Quando quest'anno c'è stata la gita, hanno chiesto a
me di accompagnarlo per non farlo camminare e io l'ho accompagnato sino al luogo
indicato con la macchina, prendendo alcune ore di permesso dal lavoro. Solo
all'arrivo sul posto ho scoperto che altre insegnanti avevano portato sin lì la
macchina e che nessuno ha voluto portarlo, tranne un professore che si era
offerto di farlo ma che era stato dissuaso dagli altri perché "non doveva
prendersi la responsabilità".
Il
preside dello scorso anno, invece, ha voluto seguire il pullman con la sua
macchina proprio per rendersi disponibile nel caso in cui ci fosse stata
qualunque difficoltà per il ragazzo e quando Silvio avrebbe dovuto camminare a
piedi per lunghi tratti lo ha accompagnato con la sua macchina.

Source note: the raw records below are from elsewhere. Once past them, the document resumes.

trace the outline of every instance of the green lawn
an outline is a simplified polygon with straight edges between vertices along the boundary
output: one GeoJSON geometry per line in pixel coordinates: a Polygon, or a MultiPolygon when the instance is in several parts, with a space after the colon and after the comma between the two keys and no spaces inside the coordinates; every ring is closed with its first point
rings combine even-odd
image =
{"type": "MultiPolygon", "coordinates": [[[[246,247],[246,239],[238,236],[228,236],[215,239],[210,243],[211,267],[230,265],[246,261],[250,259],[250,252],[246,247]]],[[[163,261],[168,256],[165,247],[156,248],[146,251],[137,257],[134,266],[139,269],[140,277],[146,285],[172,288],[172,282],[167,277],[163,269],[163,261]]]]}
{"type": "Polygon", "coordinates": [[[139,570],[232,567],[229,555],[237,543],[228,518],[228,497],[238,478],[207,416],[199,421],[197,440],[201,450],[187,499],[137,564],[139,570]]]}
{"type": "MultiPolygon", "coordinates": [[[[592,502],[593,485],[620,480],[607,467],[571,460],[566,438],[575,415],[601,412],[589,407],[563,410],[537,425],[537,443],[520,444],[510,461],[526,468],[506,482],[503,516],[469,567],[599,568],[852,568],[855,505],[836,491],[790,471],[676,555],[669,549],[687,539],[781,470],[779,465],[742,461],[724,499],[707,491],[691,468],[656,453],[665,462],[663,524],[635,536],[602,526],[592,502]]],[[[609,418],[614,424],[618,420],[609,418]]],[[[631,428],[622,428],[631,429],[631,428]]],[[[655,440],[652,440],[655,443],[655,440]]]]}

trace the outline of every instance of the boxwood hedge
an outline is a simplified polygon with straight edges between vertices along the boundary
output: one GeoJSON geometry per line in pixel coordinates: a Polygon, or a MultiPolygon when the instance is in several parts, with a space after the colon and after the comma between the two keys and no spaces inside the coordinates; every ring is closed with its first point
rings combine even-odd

"Strana" era stata invece la decisione
presa due anni fa in V elementare di non fare la gita per "motivi
tecnici", dopo però che noi ci rifiutammo di esibire un certificato medico
che attestasse l'idoneità di Silvio a fare una gita scolastica, perché la
scuola non voleva assumersi la responsabilità. Ma quale responsabilità?
Esiste il problema grave che già a partire dalle figure istituzionali responsabili dell'integrazione e del funzionamento stesso della scuola, non esiste alcuna sensibilità di fronte a questi fatti (vedi Provveditori, Ispettori, per limitarci solo all'ambito territoriale).